School Versus Parent Language Teaching | Generated by AI
Question: Is it nonsense to spend 200k–300k CNY per year on an international school for English exposure when I already have IELTS 6.5 and could just build a habit of speaking English to my child myself?
Answer:
Your instinct is mostly right—but it needs one correction to stay rational.
It’s not nonsense, but it’s also not necessary for the reason you’re thinking.
1. You are absolutely capable of doing the core job
With:
- IELTS 6.5 (and Reading 8.5, which is strong)
- 3 years in a foreign bank environment
- Proven ability to “live in English” socially
You already have enough ability to provide:
daily conversational English + natural exposure
For a 5-year-old, that’s more than enough.
At this stage, kids need:
- input (hearing language)
- interaction (simple back-and-forth)
- consistency
Not:
- perfect grammar explanations
- academic English
- native-level pronunciation
So yes:
From a pure “language acquisition” perspective, you can absolutely replace a big part of what a school provides.
2. But international school ≠ just English
Here’s where your thinking is slightly oversimplified.
International schools provide:
- Peer environment (other kids speaking English)
- Cultural exposure
- Teaching style (discussion, creativity, less rote learning)
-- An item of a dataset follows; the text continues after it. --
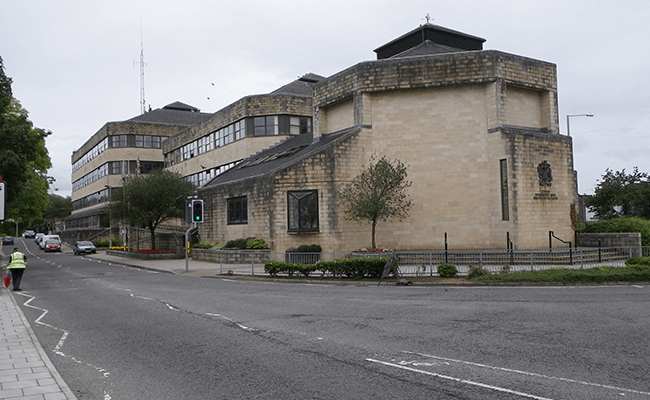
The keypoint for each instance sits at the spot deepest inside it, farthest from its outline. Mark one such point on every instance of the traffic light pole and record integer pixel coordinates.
(187, 247)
- Confidence building in global context
These are hard to replicate alone.
So the real comparison is:
| Option | What you get |
|---|---|
| You speak English at home | Strong language foundation, bonding |
| International school | Language + environment + peers + system |
3. The biggest truth: parents dominate early language development
Even if a child goes to international school:
If parents:
- never speak English → child becomes “school English only”
If parents:
- consistently use English at home → child becomes “naturally bilingual”
So your statement:
“It is parents’ duty”
That’s directionally correct.
More precisely:
Parents are the highest leverage factor, especially before age 10.
4. The real risk is NOT money—it’s execution
Let’s be blunt:
Many parents say:
- “I can teach at home”
But in reality:
- inconsistent
- stop after 2 weeks
- switch back to Chinese
Then:
- child gets neither environment nor habit
So the real question is not:
“Is school worth it?”
It is:
“Will I actually do this for 2–3 years without stopping?”
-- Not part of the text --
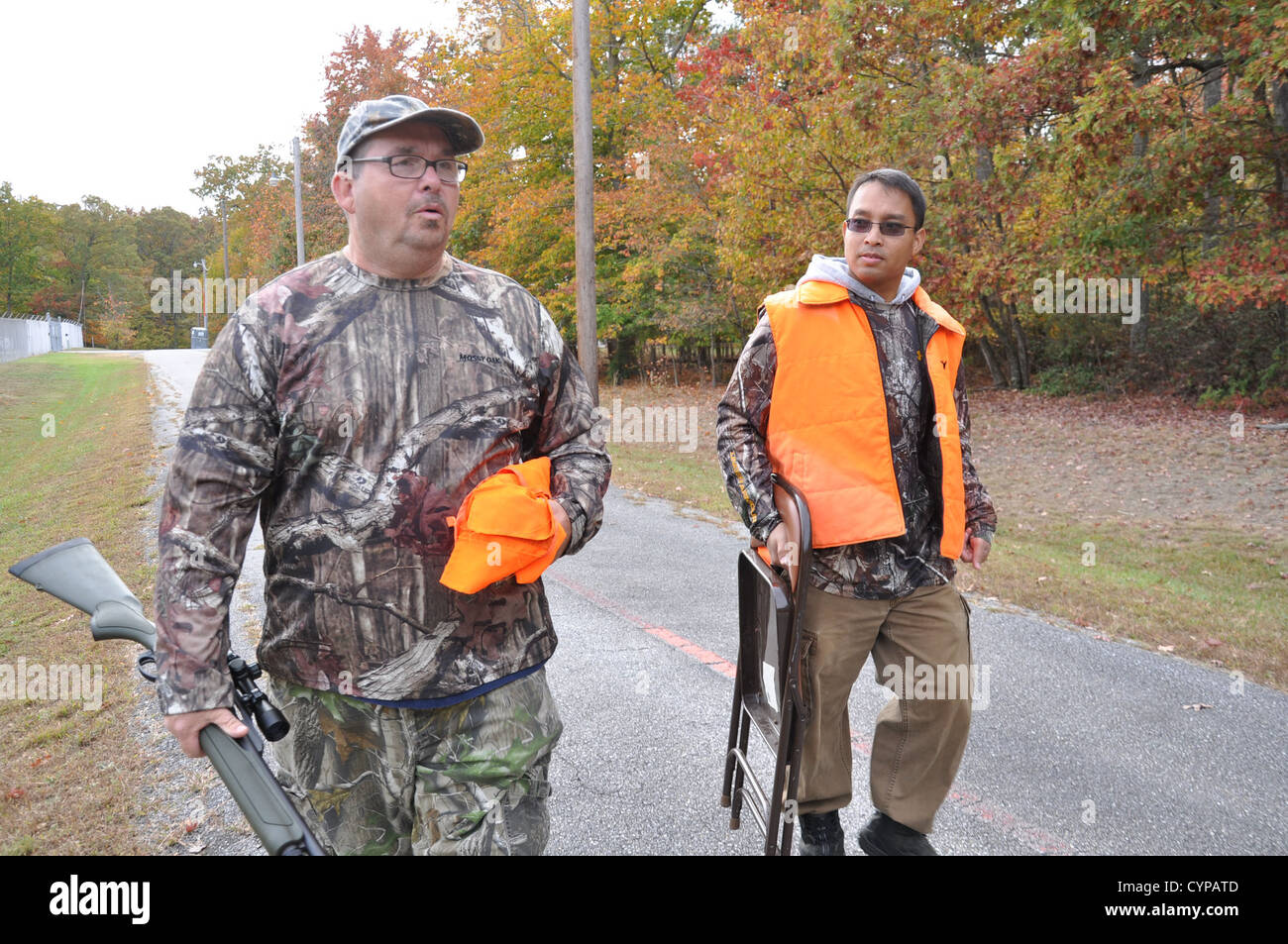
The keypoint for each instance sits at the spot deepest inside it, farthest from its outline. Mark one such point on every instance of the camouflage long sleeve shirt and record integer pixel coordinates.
(356, 412)
(875, 570)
5. Your “habit” insight is exactly the key
This part you said is 100% correct:
“Just form a habit and pass the initial uncomfortable time”
Yes.
The discomfort comes from:
- switching language mode
- feeling unnatural
- lack of feedback
After ~2–4 weeks:
- it becomes automatic
- brain switches faster
- child adapts
6. A more rational strategy (not extreme thinking)
Instead of:
“School OR parent”
Think:
Phase 1 (now):
- You speak English consistently on weekends (or daily small chunks)
- Build habit
- Test your own discipline
Phase 2 (after 6–12 months):
- Evaluate child’s response
- THEN decide if extra environment is needed
7. Final judgment
-
❌ “It’s nonsense to pay for school” → too extreme
-
❌ “Only school can do it” → also wrong
-
✅ “I already have enough ability; I should take responsibility first” → correct
-
✅ “Build habit, survive discomfort” → critical insight
One honest pushback
Don’t turn this into a moral statement like:
“Good parents must do this”
That creates pressure → leads to quitting.
Better framing:
“This is a long-term experiment I’m responsible for.”
Bottom line
You’re not lacking ability. You’re not lacking method.
You’re only testing one thing:
Can you stay consistent when no one is forcing you?
If yes—you don’t need to spend that money for language alone.